Evolutionary landscapes of zygotic genome activation across animals

During early animal embryogenesis, control over gene expression transitions from maternally deposited products to newly transcribed zygotic RNA. This process, termed zygotic genome activation (ZGA), is universal and essential but remains poorly characterized beyond a handful of model species. Here, we generated a comprehensive transcriptomic atlas of early embryogenesis from 61 animal species, spanning 13 phyla. By applying a unified computational framework, we systematically inferred the timing of ZGA across species. We uncover a large variation in ZGA timing but find that a proxy for nuclear-to-cytoplasmic (N/C) ratio robustly predicts the onset of genome activation. Comparative analyses of the properties of zygotic genes showed that they have distinct genomic architectures, functional enrichments, and evolutionary conservation patterns compared to maternal transcripts. Altogether, our findings suggest that ZGA is universally timed by the stoichiometry between DNA content and specific maternally deposited factors, and this activation involves a highly flexible transcriptomic program that nonetheless follows a deeply conserved molecular logic.
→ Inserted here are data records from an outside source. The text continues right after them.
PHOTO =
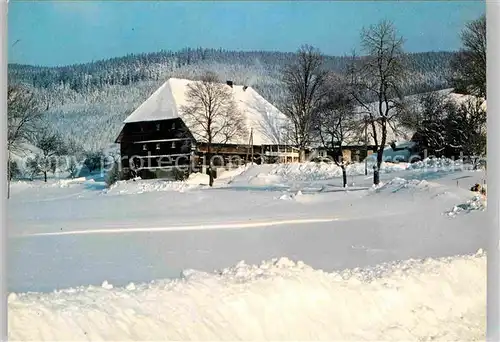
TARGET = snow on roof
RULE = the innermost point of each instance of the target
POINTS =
(260, 115)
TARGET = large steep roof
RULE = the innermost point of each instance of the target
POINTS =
(260, 116)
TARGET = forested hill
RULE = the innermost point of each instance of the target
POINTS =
(153, 66)
(88, 102)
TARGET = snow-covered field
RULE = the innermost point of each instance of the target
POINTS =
(363, 281)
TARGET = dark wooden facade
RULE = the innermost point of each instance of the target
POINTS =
(152, 149)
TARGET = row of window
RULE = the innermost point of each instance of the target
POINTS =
(145, 146)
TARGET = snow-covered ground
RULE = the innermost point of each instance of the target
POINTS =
(69, 235)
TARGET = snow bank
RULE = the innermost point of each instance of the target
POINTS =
(63, 183)
(414, 300)
(311, 171)
(139, 186)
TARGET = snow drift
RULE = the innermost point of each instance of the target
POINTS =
(441, 299)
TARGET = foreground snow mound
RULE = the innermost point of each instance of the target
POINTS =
(398, 184)
(477, 202)
(311, 171)
(278, 300)
(139, 186)
(440, 164)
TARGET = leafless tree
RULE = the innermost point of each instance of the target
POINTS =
(336, 123)
(380, 75)
(304, 81)
(212, 115)
(24, 114)
(469, 65)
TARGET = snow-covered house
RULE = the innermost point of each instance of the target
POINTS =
(155, 138)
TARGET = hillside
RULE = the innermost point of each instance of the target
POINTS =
(88, 102)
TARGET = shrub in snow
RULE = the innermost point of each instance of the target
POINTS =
(14, 170)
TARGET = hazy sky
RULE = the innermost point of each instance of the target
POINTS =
(58, 33)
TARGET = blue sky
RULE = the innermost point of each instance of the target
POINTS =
(60, 33)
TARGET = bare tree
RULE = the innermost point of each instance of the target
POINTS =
(336, 124)
(304, 81)
(24, 113)
(469, 65)
(379, 76)
(212, 115)
(50, 146)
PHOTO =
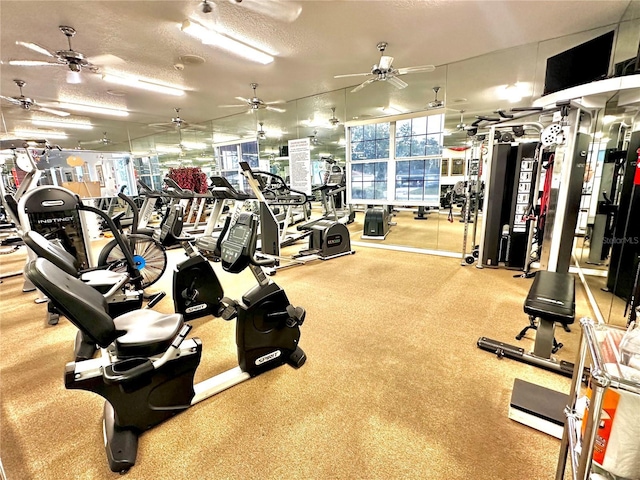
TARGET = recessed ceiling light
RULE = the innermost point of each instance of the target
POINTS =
(191, 59)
[3] The third speaker of the Biomedical Data Science Seminar Series is Bernardo Almeida, a Senior AI Research Scientist at InstaDeep, in Paris, where he is developing large language foundational models for biology.

Decoding the genome with foundation models

The human genome encodes the fundamental instructions of human biology, yet deciphering how its sequence governs molecular function and influences disease remains one of the central challenges in biomedicine. As genomics and biomedical data continue to expand exponentially, genomics foundation models have emerged as powerful approaches capable of capturing complex, multi-scale patterns embedded in these sequences. In this talk, I will present our efforts to develop such models to learn the “code” of the genome – beginning with self-supervised models trained directly on genomic sequences, extending these architectures to integrate natural language, and introducing a next generation of unified models that bridge multiple training paradigms. Together, these advances bring us closer to a comprehensive, computable understanding of genome function.
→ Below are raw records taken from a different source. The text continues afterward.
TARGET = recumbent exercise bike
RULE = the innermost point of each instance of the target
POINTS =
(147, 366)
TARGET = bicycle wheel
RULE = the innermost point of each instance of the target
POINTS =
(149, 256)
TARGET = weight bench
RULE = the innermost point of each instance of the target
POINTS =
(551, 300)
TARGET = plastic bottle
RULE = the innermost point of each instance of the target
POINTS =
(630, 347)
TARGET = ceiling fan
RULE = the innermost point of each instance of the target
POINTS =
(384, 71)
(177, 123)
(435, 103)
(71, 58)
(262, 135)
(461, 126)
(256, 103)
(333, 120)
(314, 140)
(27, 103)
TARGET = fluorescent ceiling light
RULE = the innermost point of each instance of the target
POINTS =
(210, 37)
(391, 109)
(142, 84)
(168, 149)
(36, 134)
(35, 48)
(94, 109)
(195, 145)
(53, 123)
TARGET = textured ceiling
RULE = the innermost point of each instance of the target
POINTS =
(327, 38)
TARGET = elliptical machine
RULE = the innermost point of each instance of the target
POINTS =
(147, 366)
[2] The second speaker of the Biomedical Data Science Seminar Series is Pedro Beltrão, core member of BIOMICS project and spokesperson for ETH at the consortium.
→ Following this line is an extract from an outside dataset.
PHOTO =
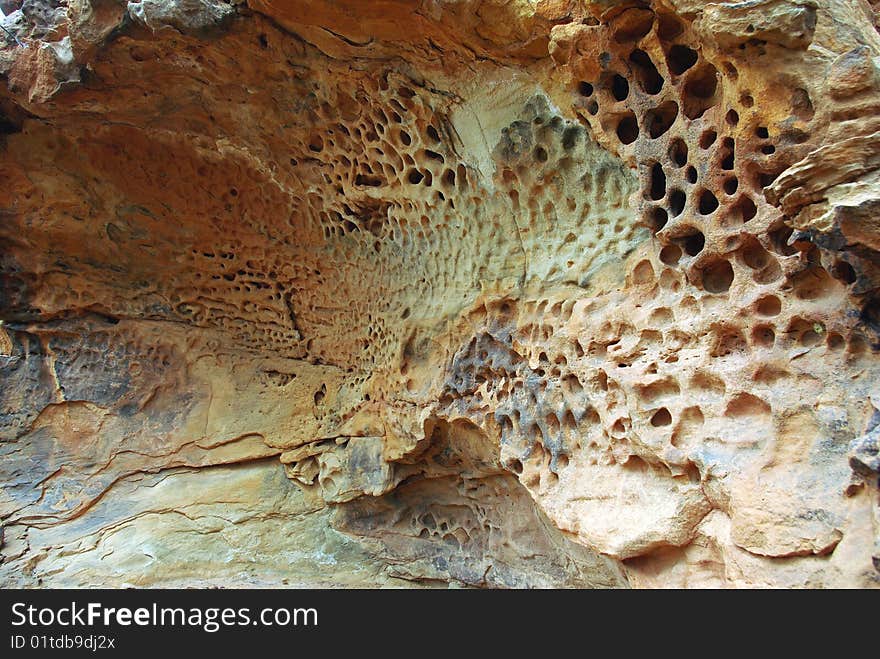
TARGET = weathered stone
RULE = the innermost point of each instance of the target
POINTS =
(510, 294)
The genetics of human trait variation across the scales of biological organization

The number of genetic studies of human traits and diseases has grown over the past years with hundreds of thousands of gene-to-phenotype mappings done through genome-wide association, clinical studies or studies of model organisms. However, connecting trait associated genetic variation to mechanisms through individual proteins and cellular processes remains a challenge. Our group is interested in building computational and experimental approaches that aim to address this challenge. In this talk I will briefly introduce some of our work on using AlphaFold models to study the impact of protein missense mutations and on predicting tissue type differences in protein-protein interactions. I will then focus primarily on describing our ongoing efforts to study the differences and similarities between genes linked to traits by different genetic approaches: GWAS, rare disorder studies and mouse KO phenotypes. We find that rare disorder studies and GWAS are biased in the identification of different types of genes that often do not overlap even for the same or related traits. Despite the low gene-level overlap, we observe convergence at the level of cellular processes linked to the same types of traits regardless of the technologies used to study gene-to-trait associations. Finally, we show how this convergence allows us to improve the prediction of novel candidate disease genes.


[1] The first speaker of the Biomedical Data Science Seminar Series is Hagen Tilgner, member of BIOMICS Scientific Advisory Board.